If there was one person Vickery was happy to see take the World Cup off England, it was John Smit (Getty)

“I thought of all the people … and actually when you think of South Africans as a whole and how proud a nation they are and all the challenges that have gone with it, if you’re going to give it up, they deserved to do it. Os du Randt is a hero of mine, and for Os to have come back and for me to have played against him, I played against him in 1999 and he was a hero of mine that I watched on TV and thought ‘what an amazing rugby player’ and was genuinely scared of the bloke because he’s such a monster. So to see it for Os and John, it’s a weird mixed emotion, the game is almost a blur because there’s so many little moments and it’s kind of surreal and crazy.”

Vickery was the last captain to lead England to a World Cup final until Owen Farrell’s side beat the All Blacks last Saturday, securing their place in what could be their legacy-defining match. If the former Gloucester and Wasps prop found himself in the changing room on Saturday deep inside the International Stadium Yokohama, what would he find himself saying?
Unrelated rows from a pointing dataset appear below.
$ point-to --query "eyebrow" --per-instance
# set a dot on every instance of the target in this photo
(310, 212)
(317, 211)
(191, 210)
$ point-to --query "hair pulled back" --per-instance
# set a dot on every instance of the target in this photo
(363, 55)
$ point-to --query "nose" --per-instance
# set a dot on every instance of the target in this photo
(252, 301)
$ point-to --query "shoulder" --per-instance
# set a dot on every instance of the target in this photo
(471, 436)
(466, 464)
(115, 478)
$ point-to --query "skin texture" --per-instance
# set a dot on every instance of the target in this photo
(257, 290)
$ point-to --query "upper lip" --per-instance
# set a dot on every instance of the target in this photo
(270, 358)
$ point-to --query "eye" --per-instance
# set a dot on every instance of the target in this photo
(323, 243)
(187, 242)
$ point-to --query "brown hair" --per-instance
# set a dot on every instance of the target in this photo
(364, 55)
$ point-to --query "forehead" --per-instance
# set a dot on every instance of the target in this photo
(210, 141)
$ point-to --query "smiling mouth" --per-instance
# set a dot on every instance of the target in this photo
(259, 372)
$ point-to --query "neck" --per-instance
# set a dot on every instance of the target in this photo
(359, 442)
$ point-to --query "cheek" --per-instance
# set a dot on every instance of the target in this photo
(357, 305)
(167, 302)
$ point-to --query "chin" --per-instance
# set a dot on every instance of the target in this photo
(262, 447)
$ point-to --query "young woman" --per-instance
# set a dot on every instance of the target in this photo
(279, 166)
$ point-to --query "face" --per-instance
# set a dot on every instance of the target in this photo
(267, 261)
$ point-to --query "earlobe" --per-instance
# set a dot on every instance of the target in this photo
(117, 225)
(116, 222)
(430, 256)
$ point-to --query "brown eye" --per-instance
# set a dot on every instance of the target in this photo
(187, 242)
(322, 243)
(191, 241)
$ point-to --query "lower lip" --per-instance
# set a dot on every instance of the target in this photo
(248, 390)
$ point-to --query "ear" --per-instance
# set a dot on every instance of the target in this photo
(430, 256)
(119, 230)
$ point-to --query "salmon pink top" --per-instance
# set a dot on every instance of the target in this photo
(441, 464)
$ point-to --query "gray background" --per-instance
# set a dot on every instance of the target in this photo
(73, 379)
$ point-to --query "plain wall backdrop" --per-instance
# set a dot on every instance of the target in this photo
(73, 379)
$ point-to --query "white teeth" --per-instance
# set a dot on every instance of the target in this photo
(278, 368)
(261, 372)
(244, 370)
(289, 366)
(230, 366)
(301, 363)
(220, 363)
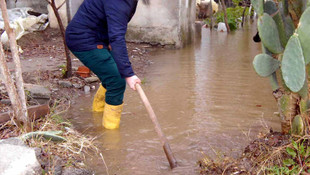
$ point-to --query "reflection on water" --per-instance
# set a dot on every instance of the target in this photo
(207, 98)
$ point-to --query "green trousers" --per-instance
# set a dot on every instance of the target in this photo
(101, 62)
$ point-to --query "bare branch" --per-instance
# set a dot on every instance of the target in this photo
(49, 2)
(61, 5)
(22, 111)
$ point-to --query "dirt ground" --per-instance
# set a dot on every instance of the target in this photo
(43, 59)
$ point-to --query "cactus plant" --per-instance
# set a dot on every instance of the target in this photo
(293, 65)
(286, 45)
(268, 32)
(304, 34)
(265, 65)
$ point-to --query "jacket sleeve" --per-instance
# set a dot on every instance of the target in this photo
(118, 14)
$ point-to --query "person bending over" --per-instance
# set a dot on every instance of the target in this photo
(96, 36)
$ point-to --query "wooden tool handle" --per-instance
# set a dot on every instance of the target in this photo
(163, 139)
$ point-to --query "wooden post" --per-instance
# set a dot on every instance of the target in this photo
(225, 15)
(211, 17)
(20, 107)
(52, 3)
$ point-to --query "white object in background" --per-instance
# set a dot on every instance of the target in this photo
(221, 27)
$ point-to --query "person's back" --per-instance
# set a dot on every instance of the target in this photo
(89, 27)
(96, 35)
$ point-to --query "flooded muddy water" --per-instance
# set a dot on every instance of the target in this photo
(207, 98)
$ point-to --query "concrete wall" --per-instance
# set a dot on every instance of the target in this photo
(42, 7)
(72, 7)
(62, 12)
(36, 5)
(163, 22)
(166, 22)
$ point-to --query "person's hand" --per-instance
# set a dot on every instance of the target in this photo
(132, 81)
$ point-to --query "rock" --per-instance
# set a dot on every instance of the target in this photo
(75, 171)
(77, 86)
(221, 27)
(86, 89)
(58, 163)
(65, 84)
(6, 101)
(91, 79)
(37, 91)
(13, 141)
(37, 94)
(17, 158)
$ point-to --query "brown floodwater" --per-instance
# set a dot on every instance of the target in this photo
(207, 98)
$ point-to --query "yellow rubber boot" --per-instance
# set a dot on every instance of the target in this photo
(99, 99)
(112, 116)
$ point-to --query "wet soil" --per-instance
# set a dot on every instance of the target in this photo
(43, 59)
(264, 152)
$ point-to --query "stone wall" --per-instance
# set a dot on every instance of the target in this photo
(163, 22)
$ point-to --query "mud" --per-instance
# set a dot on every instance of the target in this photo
(208, 100)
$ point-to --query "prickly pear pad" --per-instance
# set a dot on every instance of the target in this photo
(293, 65)
(304, 34)
(265, 65)
(268, 31)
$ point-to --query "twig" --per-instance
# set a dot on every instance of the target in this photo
(106, 167)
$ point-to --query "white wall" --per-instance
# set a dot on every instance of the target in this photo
(166, 22)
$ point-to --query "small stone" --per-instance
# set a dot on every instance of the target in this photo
(55, 89)
(91, 79)
(17, 159)
(77, 86)
(86, 89)
(65, 84)
(37, 91)
(76, 171)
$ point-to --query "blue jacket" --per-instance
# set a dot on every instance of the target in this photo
(103, 22)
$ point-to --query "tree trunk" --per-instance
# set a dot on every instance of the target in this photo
(211, 17)
(225, 15)
(62, 31)
(20, 106)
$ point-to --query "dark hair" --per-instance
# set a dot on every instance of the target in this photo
(146, 2)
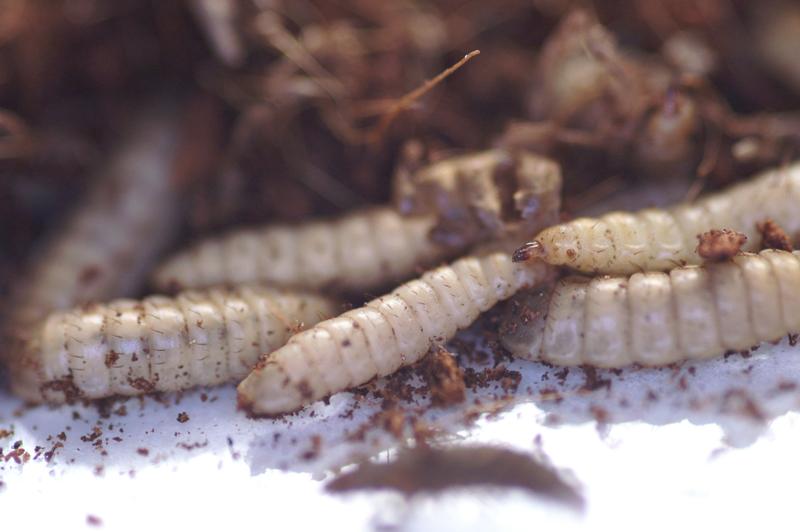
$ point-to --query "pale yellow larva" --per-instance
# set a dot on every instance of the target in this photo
(658, 318)
(389, 332)
(127, 347)
(776, 38)
(661, 239)
(105, 248)
(359, 251)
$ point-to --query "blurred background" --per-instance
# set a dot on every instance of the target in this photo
(279, 99)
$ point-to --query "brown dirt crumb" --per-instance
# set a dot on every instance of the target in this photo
(445, 379)
(719, 244)
(773, 236)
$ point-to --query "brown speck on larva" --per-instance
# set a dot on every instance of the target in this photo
(615, 322)
(718, 245)
(773, 236)
(528, 251)
(396, 330)
(659, 239)
(445, 379)
(156, 345)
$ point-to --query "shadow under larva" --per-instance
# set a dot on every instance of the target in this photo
(655, 318)
(660, 239)
(389, 332)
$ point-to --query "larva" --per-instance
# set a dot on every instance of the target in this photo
(480, 196)
(104, 249)
(359, 251)
(658, 239)
(656, 318)
(389, 332)
(163, 344)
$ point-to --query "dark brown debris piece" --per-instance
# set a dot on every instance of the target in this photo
(773, 236)
(445, 379)
(719, 244)
(428, 469)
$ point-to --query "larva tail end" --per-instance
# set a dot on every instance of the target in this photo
(528, 251)
(268, 392)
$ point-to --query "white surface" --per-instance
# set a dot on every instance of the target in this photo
(688, 458)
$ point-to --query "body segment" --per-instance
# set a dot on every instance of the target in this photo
(656, 318)
(661, 239)
(389, 332)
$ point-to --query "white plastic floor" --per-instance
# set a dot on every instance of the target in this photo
(708, 444)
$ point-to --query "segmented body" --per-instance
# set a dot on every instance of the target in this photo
(108, 244)
(131, 347)
(658, 239)
(360, 251)
(659, 318)
(389, 332)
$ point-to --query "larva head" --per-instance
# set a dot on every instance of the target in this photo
(523, 321)
(528, 251)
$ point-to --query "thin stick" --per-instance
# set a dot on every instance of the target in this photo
(405, 102)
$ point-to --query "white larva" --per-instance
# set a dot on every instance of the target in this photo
(776, 38)
(106, 247)
(359, 251)
(658, 318)
(661, 239)
(164, 344)
(389, 332)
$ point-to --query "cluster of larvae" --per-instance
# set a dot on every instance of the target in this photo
(228, 324)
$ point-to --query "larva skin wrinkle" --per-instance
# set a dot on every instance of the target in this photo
(105, 248)
(621, 243)
(127, 347)
(389, 332)
(656, 318)
(357, 252)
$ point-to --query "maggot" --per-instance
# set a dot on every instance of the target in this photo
(105, 247)
(127, 347)
(658, 318)
(659, 239)
(389, 332)
(359, 251)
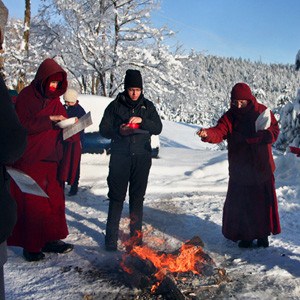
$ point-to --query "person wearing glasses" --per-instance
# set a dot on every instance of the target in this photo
(129, 121)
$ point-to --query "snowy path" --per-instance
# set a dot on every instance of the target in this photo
(186, 192)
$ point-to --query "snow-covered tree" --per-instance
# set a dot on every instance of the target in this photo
(98, 40)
“It’s a difficult one because it is such a big occasion and you do want to try enjoy it,” he says. “The easy thing to say would be ‘oh you must make sure you enjoy it’, well there’s nothing to enjoy because there’s so much pressure on you and the occasion, and ultimately it’s going to be one of the biggest days of your life – it certainly was for me in the sense of my sporting career.

“But I would say now please go out and enjoy it because it doesn’t last very long. It’s just gone so soon that I sincerely hope the lads at the weekend enjoy it. Something that’s not talked about so much is when you do go out and enjoy it you often actually play better, and I think for this England team looking at the talent they’ve got, if they can go out with a smile on their face and that fire and determination, all underpinned with the detail and skill-sets that you need they’ll play a lot better for it as well.”

Upon full reflection, Vickery can say honestly that he did enjoy his two World Cup finals, win or lose. The same probably doesn’t go for the other captainss in that exclusive club, given the way the 1995 and 2003 finals were lost, but then you’d have to ask Sean Fitzpatrick and George Gregan for the definitive answer to that one.